It is your fault you got in trouble, I thought to myself, as I watched him sulk.

Each of the partners was responsible for give part of the response to the rest of the class.  His partner went first and then I asked for him to give the rest of the answer.  It was brief and visibly filled with bitterness.  It was enough to qualify as disrespectful and I narrowed my eyes slightly as I deliberated about what to do. Continue reading “He is Human”

Choice

Choice

The sighs and groans were heard throughout the room.  It was a Thursday and so, like most Thursdays, we had a journal entry.  It was clear to me that this was not their favorite thing to do.  Then again, they are high schoolers, and so finding activities that they actually, visibly enjoy is a difficult task.

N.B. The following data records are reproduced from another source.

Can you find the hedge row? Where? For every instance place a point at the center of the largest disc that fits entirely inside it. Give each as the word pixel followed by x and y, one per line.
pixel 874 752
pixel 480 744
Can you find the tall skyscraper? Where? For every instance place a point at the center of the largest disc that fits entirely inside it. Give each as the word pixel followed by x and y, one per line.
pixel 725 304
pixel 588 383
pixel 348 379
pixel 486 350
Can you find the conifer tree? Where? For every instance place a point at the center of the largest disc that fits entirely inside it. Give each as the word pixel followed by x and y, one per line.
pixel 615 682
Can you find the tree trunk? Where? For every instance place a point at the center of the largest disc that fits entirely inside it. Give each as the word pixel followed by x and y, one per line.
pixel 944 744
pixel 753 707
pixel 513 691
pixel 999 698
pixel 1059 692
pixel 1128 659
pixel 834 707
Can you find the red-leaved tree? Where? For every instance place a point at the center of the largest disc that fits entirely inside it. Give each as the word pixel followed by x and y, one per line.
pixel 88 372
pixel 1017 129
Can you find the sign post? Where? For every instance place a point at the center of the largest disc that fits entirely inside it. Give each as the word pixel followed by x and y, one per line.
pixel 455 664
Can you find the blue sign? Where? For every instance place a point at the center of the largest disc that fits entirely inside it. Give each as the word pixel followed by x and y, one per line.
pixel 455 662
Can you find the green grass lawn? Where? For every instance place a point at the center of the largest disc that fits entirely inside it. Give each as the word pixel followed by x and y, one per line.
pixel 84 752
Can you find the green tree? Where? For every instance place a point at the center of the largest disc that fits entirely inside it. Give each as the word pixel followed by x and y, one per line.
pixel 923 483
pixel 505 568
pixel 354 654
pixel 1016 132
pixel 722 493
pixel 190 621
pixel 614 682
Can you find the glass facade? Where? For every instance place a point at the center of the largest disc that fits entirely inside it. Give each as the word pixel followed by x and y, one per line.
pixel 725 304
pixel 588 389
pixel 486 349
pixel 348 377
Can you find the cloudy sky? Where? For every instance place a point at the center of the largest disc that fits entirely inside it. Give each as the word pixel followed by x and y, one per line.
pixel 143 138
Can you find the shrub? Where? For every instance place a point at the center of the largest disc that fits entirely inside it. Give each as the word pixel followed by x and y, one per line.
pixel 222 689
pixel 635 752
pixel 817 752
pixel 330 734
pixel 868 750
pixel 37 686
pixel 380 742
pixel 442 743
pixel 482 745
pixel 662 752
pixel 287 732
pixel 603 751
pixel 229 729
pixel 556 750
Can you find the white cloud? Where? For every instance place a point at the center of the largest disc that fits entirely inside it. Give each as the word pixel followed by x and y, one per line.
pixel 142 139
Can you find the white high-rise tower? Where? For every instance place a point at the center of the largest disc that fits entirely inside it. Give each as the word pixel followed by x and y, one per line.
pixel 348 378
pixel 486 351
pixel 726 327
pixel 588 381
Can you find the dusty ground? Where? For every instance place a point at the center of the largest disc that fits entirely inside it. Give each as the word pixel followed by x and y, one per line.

“I hear you,” I say as they begrudgingly pull out their notebooks.
“Five to six sentences?!  Really?  That is like a whole paragraph.”
“And you are seniors in high school.  You should be able to write an entire paragraph.”
“I don’t want to do this.  What if I just write two sentences?” one student asks.
“OK.”  I decide not to fight them on this one.
“You mean, I can just write two?”
“You won’t receive full points.  You can write two sentences or even no sentences.  I’m not going to spend my time trying to get you do your work.  It is your choice.”

In my profession of teaching, I have come to realize that I am very pro-choice.

My life as a high school teacher often involves reminding my students how many choices they actually have.  They view their lives as having very few choices, always being told what to do and where to be.  But, really, they have many, many choices.  It is simply that some of them seem less open-ended.  Many of their choices involve consequences that they really don’t want to face and so they think that means they don’t have a choice.

But the reality is that I can’t make them do anything.  I can strongly persuade them or make consequences they don’t want to face, but I cannot force them to do anything.

When I talk to my students about free will, I will applaud them for using their free will in a positive way at different points.  I thank them for choosing to be in class and sit in their seats.  After I say this, they suddenly look like they never realized another option existed.  Of course another option exists, I tell them.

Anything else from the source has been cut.